Declan calls me that night and invites me to a party one of his friends from school is having. I am tempted to make a snide comment about how amazing it is that these friends who he accuses of hating him deep down still manage to invite him out, but before there’s a suitable opening, he starts talking: about how he’s only been invited because he was there when they were all talking about the party and how he couldn’t really have not been invited after that, but that it’s clear that he’s not really wanted, and that he thought I might like to come along, and we can perhaps have a talk . . .

It’s truly amazing how he forgets that we’re supposed to be fighting when he wants something out of me. I am tempted to go and get horribly drunk and forget about everything else in my life, but then I contemplate the thought of having this talk that Declan so wants to have with me, which will involve me telling him that sex doesn’t matter and him saying that it does, and me being generally hypocritical about the whole thing because it
does
matter when I want it to, so instead I refuse the offer.

He’s huffy. He will, eventually, get over it.

And if not, good riddance. I’m sick of looking out for him. I’m not responsible for what he does. I have enough to worry about.

I decide to watch a movie to try to take my mind off things, but it seems like I can’t even find shelter in them anymore. Either they’re movies I’ve watched with Barry and know that if I watch them now, I’ll hear his commentary in my head, or they’re movies with pretty heroines that remind me of Lucy, or they’re incredibly depressing to begin with. So I end up lying on my bed listlessly and alternating between running through the events of the last few weeks in my mind, and trying to block it all out completely.

I wonder what love really is. Does Lucy really love Andrew? I mean, she must – but then why isn’t she faithful to him? And I know he loves her, but if that means forgiving someone for cheating on you several times – well, if that’s love then I’m not sure it’s such a wonderful thing.

I wonder if Lucy will end up telling Andrew about what happened anyway.

I wonder what Barry would say if he found out. He’d probably call me a slut. He’d probably be right.

I wonder if it’ll all be better in the morning. I hope so.

Chapter Sixty-Eight

 

The homework is piled up on the desk and all I can think of is that my life is too much right now without having to think about school. I just don’t care. I’m going to be in trouble for not doing any of it, but I’ll live. The teachers just don’t understand. They forget what it’s like to be young, to have more pressing concerns than algebra and irregular verbs.
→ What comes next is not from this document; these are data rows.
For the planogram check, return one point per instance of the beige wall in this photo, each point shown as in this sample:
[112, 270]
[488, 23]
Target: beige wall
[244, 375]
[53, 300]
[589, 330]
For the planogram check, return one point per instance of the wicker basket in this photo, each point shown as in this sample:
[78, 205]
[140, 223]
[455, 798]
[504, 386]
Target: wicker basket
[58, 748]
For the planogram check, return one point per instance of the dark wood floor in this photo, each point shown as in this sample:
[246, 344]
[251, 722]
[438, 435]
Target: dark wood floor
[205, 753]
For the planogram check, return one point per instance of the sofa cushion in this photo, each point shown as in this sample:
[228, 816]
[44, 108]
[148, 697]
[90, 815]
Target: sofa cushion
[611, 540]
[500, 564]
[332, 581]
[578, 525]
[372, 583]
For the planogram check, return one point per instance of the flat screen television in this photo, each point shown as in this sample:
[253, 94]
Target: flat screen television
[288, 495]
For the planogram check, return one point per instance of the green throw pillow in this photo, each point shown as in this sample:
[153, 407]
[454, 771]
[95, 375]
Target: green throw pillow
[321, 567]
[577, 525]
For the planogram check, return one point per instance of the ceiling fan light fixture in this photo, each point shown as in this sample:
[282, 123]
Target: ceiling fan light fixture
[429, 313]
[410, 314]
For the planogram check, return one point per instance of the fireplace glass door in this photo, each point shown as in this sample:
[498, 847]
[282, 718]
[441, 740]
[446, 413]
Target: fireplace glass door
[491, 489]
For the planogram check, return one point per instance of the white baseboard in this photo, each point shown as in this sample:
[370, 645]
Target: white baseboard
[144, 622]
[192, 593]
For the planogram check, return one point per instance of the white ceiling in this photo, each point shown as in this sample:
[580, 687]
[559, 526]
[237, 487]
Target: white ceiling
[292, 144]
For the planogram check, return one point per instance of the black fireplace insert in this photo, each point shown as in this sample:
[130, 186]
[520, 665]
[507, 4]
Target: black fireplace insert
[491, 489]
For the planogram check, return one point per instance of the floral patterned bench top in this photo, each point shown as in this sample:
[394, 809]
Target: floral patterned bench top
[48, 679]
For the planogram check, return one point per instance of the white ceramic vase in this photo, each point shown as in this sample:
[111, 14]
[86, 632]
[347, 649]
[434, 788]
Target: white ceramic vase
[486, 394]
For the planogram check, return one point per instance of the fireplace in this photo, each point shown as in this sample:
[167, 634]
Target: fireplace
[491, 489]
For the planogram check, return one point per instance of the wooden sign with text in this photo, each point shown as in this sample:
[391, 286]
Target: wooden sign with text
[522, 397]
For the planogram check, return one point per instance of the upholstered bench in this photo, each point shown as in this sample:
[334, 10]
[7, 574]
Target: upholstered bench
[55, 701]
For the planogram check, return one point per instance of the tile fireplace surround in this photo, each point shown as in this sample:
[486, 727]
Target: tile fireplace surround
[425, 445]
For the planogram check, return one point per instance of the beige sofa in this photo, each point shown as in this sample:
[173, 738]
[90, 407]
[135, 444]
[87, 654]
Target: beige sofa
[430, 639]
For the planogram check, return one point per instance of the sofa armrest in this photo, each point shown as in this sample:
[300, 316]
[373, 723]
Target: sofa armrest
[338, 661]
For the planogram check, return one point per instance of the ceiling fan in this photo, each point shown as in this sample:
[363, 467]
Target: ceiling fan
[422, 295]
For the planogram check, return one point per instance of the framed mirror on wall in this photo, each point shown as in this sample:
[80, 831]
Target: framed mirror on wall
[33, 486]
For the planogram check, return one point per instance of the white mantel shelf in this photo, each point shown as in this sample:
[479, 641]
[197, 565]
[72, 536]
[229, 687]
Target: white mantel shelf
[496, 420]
I try calling Barry again, but there is no answer at his house or on his mobile. In a way I’m slightly relieved. When we do talk it’s going to be awful.

I want to step out of my life for a couple of weeks and return when everything’s been sorted out. I’m annoyed that I can’t.

Why does Barry have to take things so seriously? Why doesn’t Lucy take
anything
seriously? And why is it so hard to find a happy medium?

At about two o’clock I get a text message telling me there’s a message left on my voice mail. The message is from last night. You have to love their punctuality; it closely resembles mine.

Drunken, angry voice.
“Thanks a lot, Emily.”

That’s it. The whole message. I’m surprised. Drunken messages are usually a lot more rambling and drawn-out. It sounds like he accidentally hung up before he meant to, but I can’t tell what he was about to say next.

So Lucy ended up telling Andrew after all. Well. I think I can honestly say that this is not good.

I turn off my phone and sit on my bed biting my nails. I don’t realise, until I’m called downstairs for dinner, that I’ve been sitting there, barely moving, just thinking and biting, for nearly two hours.